Mi mamá Isabel solía contarme una de esas historias que no se olvidan, de esas que se quedan tatuadas en el alma. Recordaba con ternura cómo, siendo aún joven, vivía la Semana Santa con la inocencia y la devoción más pura.
Junto a su cuñada, mi querida tía Lucha, salían temprano por la mañana con sus pequeñas canastas rumbo a las huertas cercanas —esas que entonces eran parte del paisaje cotidiano y del latido de la comunidad—.
Iban con una ilusión clara y sencilla: recolectar flores para la procesión. No eran flores compradas, sino escogidas con esmero, aún con la tierra fresca en los tallos, como un tributo humilde nacido del amor.

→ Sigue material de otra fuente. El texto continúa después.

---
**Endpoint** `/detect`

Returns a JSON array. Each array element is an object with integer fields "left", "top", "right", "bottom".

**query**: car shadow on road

Durante la procesión, caminaban delante de la imagen de cristo del Señor de la Caña, lanzando pétalos con cuidado, como si cada uno fuera una oración muda, un gesto sagrado. Las flores alfombraban el camino y llenaban el aire de aroma, convirtiendo la calle en un santuario efímero pero eterno en el recuerdo.
Esa costumbre, narrada siempre con dulzura por mi mamá, me enseña que el amor por la fe nace en la infancia, en esos gestos sencillos y verdaderos que florecen en la memoria y echan raíces en el alma de una familia.